When Facebook launched Shops a few months into the pandemic back in May, its stock hit an all time high, surging by 6.4%. After the announcement, investment management firm AllianceBernstein (AB) told clients that Facebook just opened up a $1.3 trillion market. That’s the kind of revenue stream that could await Google if this experiment succeeds.

The Future is Shoppable

Last year, YouTube released a Shopify integration below videos. Creators could tag as many as 12 items for sale, and the items would rotate below their videos. Google also introduced a Shopify integration on Google Shopping in July to help retailers manage their own inventory.

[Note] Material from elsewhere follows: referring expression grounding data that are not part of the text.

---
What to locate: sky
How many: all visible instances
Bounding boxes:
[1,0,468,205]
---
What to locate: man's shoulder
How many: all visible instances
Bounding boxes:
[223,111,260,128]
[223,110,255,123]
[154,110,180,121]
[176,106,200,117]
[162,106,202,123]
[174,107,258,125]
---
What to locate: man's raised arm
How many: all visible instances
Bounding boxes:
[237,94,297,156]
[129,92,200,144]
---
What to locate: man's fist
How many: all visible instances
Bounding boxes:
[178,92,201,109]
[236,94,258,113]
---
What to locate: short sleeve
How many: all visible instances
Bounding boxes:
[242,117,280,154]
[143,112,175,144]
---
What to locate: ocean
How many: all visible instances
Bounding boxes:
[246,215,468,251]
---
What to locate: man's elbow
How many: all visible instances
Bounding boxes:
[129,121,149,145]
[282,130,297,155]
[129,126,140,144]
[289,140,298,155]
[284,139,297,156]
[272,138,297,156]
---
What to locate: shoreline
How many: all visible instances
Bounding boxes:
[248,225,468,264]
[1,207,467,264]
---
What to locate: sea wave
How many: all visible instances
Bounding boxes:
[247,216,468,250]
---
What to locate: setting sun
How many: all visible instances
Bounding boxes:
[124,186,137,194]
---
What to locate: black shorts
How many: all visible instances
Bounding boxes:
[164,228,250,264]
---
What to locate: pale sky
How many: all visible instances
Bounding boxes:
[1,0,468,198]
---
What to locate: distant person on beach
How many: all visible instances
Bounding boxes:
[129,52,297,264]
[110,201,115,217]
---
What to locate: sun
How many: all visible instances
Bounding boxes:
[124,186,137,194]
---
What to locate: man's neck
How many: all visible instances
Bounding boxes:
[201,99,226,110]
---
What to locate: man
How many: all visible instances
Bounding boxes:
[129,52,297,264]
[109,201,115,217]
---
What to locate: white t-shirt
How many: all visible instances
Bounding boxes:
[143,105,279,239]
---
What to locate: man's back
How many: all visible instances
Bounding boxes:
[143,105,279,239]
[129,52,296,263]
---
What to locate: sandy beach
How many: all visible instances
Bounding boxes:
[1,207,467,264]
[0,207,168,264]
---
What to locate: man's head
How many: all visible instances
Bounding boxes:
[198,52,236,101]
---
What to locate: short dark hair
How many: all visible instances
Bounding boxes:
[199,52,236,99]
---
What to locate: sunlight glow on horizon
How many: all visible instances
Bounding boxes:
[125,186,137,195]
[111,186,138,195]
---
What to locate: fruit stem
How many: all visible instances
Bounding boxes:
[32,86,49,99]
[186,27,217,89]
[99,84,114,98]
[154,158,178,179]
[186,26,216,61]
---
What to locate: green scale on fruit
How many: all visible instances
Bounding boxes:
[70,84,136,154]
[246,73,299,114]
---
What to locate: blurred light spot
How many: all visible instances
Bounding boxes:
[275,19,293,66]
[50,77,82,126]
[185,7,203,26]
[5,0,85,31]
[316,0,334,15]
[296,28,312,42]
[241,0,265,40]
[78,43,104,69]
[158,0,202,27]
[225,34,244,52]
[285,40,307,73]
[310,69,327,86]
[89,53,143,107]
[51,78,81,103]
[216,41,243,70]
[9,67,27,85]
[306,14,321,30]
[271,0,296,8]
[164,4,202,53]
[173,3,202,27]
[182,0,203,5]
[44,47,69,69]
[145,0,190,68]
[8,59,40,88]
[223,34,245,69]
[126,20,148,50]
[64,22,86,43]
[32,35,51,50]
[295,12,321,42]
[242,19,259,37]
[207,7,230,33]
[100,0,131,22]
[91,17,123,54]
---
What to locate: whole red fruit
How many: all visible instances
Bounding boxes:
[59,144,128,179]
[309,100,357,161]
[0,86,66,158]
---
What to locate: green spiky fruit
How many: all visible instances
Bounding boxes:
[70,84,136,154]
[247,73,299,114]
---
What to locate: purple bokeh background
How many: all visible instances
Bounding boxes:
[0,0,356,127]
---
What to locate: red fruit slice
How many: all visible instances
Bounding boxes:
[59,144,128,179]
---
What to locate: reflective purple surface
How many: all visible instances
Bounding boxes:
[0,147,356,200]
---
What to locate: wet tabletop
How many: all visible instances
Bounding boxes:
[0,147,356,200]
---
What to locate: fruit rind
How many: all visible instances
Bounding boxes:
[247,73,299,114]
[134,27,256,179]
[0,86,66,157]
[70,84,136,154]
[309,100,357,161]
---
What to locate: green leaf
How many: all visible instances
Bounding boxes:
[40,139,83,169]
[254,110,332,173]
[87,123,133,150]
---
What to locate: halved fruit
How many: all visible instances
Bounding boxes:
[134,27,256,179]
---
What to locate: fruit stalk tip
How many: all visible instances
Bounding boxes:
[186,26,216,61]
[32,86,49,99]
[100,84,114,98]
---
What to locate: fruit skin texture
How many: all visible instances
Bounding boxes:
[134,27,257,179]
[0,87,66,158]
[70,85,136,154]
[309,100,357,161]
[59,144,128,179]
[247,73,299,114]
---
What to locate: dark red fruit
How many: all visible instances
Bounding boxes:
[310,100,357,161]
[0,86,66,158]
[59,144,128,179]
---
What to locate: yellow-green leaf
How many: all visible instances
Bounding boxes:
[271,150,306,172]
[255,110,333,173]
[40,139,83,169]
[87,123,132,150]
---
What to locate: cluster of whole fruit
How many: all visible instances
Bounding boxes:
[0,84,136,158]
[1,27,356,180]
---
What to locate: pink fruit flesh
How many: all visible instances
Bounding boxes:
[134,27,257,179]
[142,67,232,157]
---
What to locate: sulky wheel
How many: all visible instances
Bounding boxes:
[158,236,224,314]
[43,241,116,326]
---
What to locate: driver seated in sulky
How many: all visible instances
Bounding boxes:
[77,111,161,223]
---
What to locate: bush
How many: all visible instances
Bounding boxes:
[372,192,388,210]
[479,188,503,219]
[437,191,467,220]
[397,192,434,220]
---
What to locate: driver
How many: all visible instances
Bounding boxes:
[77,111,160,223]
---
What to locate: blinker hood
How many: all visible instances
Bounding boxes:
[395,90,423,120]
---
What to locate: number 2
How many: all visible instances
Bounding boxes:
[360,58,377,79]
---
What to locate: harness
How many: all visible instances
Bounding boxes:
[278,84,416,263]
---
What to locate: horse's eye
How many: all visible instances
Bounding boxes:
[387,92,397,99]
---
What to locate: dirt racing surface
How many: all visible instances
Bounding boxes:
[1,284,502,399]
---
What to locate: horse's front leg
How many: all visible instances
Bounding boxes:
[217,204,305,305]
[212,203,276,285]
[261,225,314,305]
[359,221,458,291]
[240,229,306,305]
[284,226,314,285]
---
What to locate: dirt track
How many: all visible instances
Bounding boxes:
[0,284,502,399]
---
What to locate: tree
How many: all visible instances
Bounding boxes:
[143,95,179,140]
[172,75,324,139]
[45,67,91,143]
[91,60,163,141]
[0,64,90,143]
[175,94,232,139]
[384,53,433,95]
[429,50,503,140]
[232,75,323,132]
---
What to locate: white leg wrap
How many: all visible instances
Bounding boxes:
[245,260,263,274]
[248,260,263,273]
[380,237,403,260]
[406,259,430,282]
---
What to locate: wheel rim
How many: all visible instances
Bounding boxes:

During a recent call with investors, Google CEO Sundar Pichai suggested the future of e-commerce on YouTube could have something to do with the videos themselves. He hinted that the “unboxing” videos that are so popular on YouTube should allow viewers to buy the products they see on screen.

YouTube is full of cooking content, product reviews, and makeup tutorials. The tech-giant is betting the latest push can help keep more of the online shopping activity in its own ecosystem.

Not-So-Breaking News

  • It was a rough day on the coronavirus vaccine and treatment front. First, Johnson & Johnson (JNJ) said it will pause its late-stage coronavirus vaccine trial after one of 60,000 participants came down with an unexplained illness. Then Eli Lilly (LLY) also announced it paused its antibody trial due to safety concerns. Remember, AstraZeneca (AZN) placed its vaccine trial on hold in September as well after a patient developed spinal cord inflammation. All companies have stressed the importance of patience in order to secure safe treatment and vaccine development.
  • Disney (DIS) reported it will restructure the company to focus more on direct-to-consumer streaming through Disney+ and Hulu. Executives said that while COVID-19 accelerated the repositioning, this pivot was long in the works. Effective immediately, one central division will be responsible for managing ads, Disney+, and other content distribution. Shares of the entertainment giant advanced over 3% yesterday following the news.
  • BlackRock (BLK) announced it’s now managing $7.8 trillion in assets—a 12% increase from this time last year. Investors have piled into passively managed index funds during the pandemic. BlackRock’s most successful product is its iShares ETF offering, which made up almost 70% of its assets during the third quarter.
  • Delta (DAL) reported a net loss of $5.4 billion over the past quarter. For context, during this time last year the carrier brought in $1.5 billion. Since the pandemic started Delta has lost more than $11 billion as people locked down, quarantined, and stayed close to home. All eyes are on lawmakers in Washington for what those in the airline industry hope is more financial aid.
  • Amazon’s (AMZN) Prime Day delivery boxes will feature a white pumpkin and AR integration. Customers can draw on the pumpkin and then use Amazon’s AR app to watch it take on a 3-D form. Amazon hopes reusing the boxes will remind customers of its environmental aspirations and packaging-reduction initiatives.